Ok so nothing worked like I was hoping or wishing it would. First thing I did was went to the ignition switch and looked behind for a Black wire with yellow stripe nothing. I did find 2 black wires so I unhooked the 1st one tried it nothing put it back on the same one I took off. next went to the next black wire took it off nothing. Put it back on same one i took off. sprayed wd-40 in the ingition still nothing. looked under for loose wires found a purple one that isn't hooked to anything just a wire that is open on the one end. tryed to find out where it went looks like someone just tied it up under there. not sure why it would be open wires. But didn't see another wire where it might hook up to either.
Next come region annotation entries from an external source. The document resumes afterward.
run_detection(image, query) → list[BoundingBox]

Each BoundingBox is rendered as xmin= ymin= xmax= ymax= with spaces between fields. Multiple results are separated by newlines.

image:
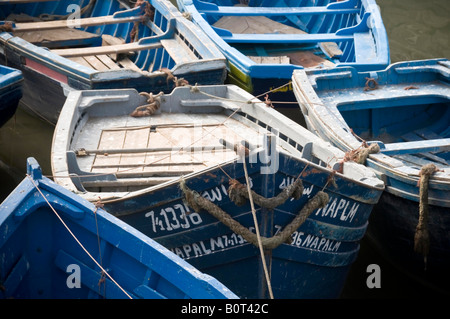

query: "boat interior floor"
xmin=6 ymin=13 xmax=145 ymax=73
xmin=214 ymin=5 xmax=343 ymax=68
xmin=69 ymin=113 xmax=262 ymax=191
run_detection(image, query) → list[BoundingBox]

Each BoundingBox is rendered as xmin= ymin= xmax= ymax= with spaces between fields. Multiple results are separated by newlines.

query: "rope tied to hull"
xmin=341 ymin=142 xmax=380 ymax=169
xmin=130 ymin=0 xmax=155 ymax=42
xmin=130 ymin=92 xmax=164 ymax=117
xmin=414 ymin=164 xmax=439 ymax=269
xmin=228 ymin=178 xmax=303 ymax=209
xmin=180 ymin=179 xmax=329 ymax=250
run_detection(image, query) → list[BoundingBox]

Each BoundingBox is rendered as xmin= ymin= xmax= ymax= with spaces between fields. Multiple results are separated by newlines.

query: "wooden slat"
xmin=91 ymin=130 xmax=125 ymax=173
xmin=118 ymin=57 xmax=142 ymax=72
xmin=161 ymin=39 xmax=198 ymax=64
xmin=52 ymin=43 xmax=161 ymax=58
xmin=97 ymin=54 xmax=120 ymax=70
xmin=13 ymin=28 xmax=101 ymax=49
xmin=83 ymin=55 xmax=109 ymax=71
xmin=69 ymin=57 xmax=92 ymax=68
xmin=199 ymin=5 xmax=360 ymax=16
xmin=120 ymin=128 xmax=150 ymax=172
xmin=14 ymin=16 xmax=142 ymax=32
xmin=52 ymin=43 xmax=161 ymax=58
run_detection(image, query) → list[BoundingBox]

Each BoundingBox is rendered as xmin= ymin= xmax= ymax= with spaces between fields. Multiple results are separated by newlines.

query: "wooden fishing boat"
xmin=293 ymin=59 xmax=450 ymax=290
xmin=0 ymin=65 xmax=23 ymax=127
xmin=0 ymin=0 xmax=226 ymax=124
xmin=51 ymin=85 xmax=384 ymax=298
xmin=0 ymin=158 xmax=236 ymax=299
xmin=177 ymin=0 xmax=389 ymax=107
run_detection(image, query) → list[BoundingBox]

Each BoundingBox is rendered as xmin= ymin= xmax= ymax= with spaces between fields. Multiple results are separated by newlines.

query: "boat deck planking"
xmin=72 ymin=113 xmax=259 ymax=189
xmin=214 ymin=8 xmax=342 ymax=67
xmin=6 ymin=13 xmax=147 ymax=72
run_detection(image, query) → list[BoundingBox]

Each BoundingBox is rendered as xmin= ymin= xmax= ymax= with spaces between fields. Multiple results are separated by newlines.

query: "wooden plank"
xmin=69 ymin=57 xmax=92 ymax=68
xmin=120 ymin=128 xmax=150 ymax=172
xmin=14 ymin=15 xmax=142 ymax=32
xmin=91 ymin=130 xmax=125 ymax=173
xmin=117 ymin=57 xmax=143 ymax=73
xmin=102 ymin=34 xmax=125 ymax=61
xmin=199 ymin=3 xmax=360 ymax=16
xmin=161 ymin=39 xmax=198 ymax=64
xmin=52 ymin=42 xmax=161 ymax=57
xmin=214 ymin=16 xmax=307 ymax=34
xmin=96 ymin=54 xmax=120 ymax=70
xmin=380 ymin=138 xmax=450 ymax=155
xmin=214 ymin=16 xmax=337 ymax=67
xmin=83 ymin=55 xmax=109 ymax=71
xmin=13 ymin=28 xmax=100 ymax=48
xmin=102 ymin=34 xmax=125 ymax=45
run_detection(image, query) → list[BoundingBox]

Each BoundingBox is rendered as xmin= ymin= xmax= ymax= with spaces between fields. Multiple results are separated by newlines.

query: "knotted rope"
xmin=130 ymin=92 xmax=164 ymax=117
xmin=130 ymin=0 xmax=155 ymax=42
xmin=414 ymin=164 xmax=439 ymax=269
xmin=180 ymin=179 xmax=329 ymax=250
xmin=344 ymin=142 xmax=380 ymax=164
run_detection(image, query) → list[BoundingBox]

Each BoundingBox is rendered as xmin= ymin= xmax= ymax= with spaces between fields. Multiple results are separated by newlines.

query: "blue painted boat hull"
xmin=293 ymin=59 xmax=450 ymax=290
xmin=177 ymin=0 xmax=390 ymax=107
xmin=52 ymin=85 xmax=384 ymax=298
xmin=0 ymin=158 xmax=236 ymax=299
xmin=0 ymin=0 xmax=226 ymax=124
xmin=104 ymin=149 xmax=380 ymax=299
xmin=0 ymin=65 xmax=23 ymax=127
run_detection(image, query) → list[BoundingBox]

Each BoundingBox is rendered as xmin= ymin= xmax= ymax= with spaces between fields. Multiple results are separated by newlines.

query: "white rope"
xmin=27 ymin=174 xmax=133 ymax=299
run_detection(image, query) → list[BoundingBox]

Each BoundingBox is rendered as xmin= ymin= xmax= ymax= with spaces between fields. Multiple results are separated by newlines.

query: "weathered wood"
xmin=14 ymin=16 xmax=142 ymax=32
xmin=161 ymin=39 xmax=198 ymax=64
xmin=214 ymin=16 xmax=307 ymax=34
xmin=214 ymin=16 xmax=334 ymax=67
xmin=13 ymin=28 xmax=100 ymax=48
xmin=96 ymin=54 xmax=120 ymax=70
xmin=118 ymin=57 xmax=143 ymax=72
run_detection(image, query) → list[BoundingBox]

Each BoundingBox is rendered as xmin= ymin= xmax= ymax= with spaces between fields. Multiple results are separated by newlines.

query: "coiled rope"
xmin=414 ymin=164 xmax=439 ymax=270
xmin=180 ymin=179 xmax=329 ymax=250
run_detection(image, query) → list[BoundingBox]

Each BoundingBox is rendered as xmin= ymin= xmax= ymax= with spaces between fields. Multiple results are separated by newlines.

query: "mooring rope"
xmin=241 ymin=152 xmax=273 ymax=299
xmin=414 ymin=164 xmax=439 ymax=269
xmin=180 ymin=178 xmax=329 ymax=250
xmin=27 ymin=174 xmax=133 ymax=299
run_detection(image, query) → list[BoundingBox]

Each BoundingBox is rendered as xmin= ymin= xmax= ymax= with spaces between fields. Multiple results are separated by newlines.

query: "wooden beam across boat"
xmin=14 ymin=15 xmax=142 ymax=32
xmin=198 ymin=6 xmax=360 ymax=17
xmin=380 ymin=138 xmax=450 ymax=155
xmin=222 ymin=32 xmax=353 ymax=43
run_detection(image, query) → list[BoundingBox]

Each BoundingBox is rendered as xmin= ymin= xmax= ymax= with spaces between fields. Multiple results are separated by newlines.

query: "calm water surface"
xmin=0 ymin=0 xmax=450 ymax=298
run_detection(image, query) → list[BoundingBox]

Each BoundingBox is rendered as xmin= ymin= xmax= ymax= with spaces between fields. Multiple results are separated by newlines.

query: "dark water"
xmin=0 ymin=0 xmax=450 ymax=299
Then I put everything back together for the ignition part of it. Then I looked at the kill switch (lanyard) there are 2 wires on that. I tried to take each one off nothing, tried both of them off still nothing. So then i went to the engine and took off black wire with yellow stripe off (2 different wires) Took both wires off tried nothing. Tried 1 of them off nothing. Anyone othere suggestions or idea that you might think of or can help with?
 
try bypassing the kill switch. it maybe that you can just tie those two wires together. Im not sure how that curcut works if it is opened or closed. I will look further for you . Has this boat ran for you before? The way the first reply is thats the way it sounds.
 
Yes this boat has ran before, They guy who had it, had it for 8 years and said he maybe had it out 10 times he took it out 1 time last year and then decieded he didn't want it no more cause he never took it out. Thats when i got it and he said he would guarentee it to run. He forgot to put battery on charger so he said to take it home and charge it and let him know if that works. I called the guy back and he said to take it to the repair shop and get it fixed. So i decided I would try taking a look at it well then I seen he had the cables on the wrong side red was on neg. and black on pos. So then i switched them over and it turned over just like it was brand new just wouldn't fire. Then thats when I got new spark plugs and changed oil in it. Then it still couldn't figure it out. My brothers friend had one of these boats and he is looking at it right now. I was basically trying to be a nice guy and not charge this guy a lot of money to fix the boat labor and parts. But now i'm thinking I better just take it to the Boat repair shop and have them take a look at it. If you have any other idea's please let me know I am going to try to look at it a little more. The boat repair shop is booked for 2 weeks out yet. Thanks for all your help!!!!!
 
ahhhh.... check the regulator/ rectifier.. Switching cables on battery will ruin it. Not saying to put a new one on but definatly look into it and see if it is in spec. Do you have a manual?
 
I should have said "could" ruin it..i think you will be testing the diodes in this so put the NEG lead of your meter on the POS wire on the rectifier and with the POS lead of the meter touch each of the other wires one at a time. If you have continuity through all other wires swap the meter leads so the POS lead is now on the POS wire and with the NEG lead touch the other wires. You should have no continuity. This is the only way i can think of since this will be a bench test and not running test. hope this helps
 
Thats kinda what I thought to but we did a test on them and from what we are reading if we are doing it right the first pack runs 1 and 2 cylinder and 2 pack runs the 3rd cylinder. We tested the first pack and there was nothing on 1st cylinder but 2nd cylinder was about 40 omes and the 2nd pack we didn't have anything either.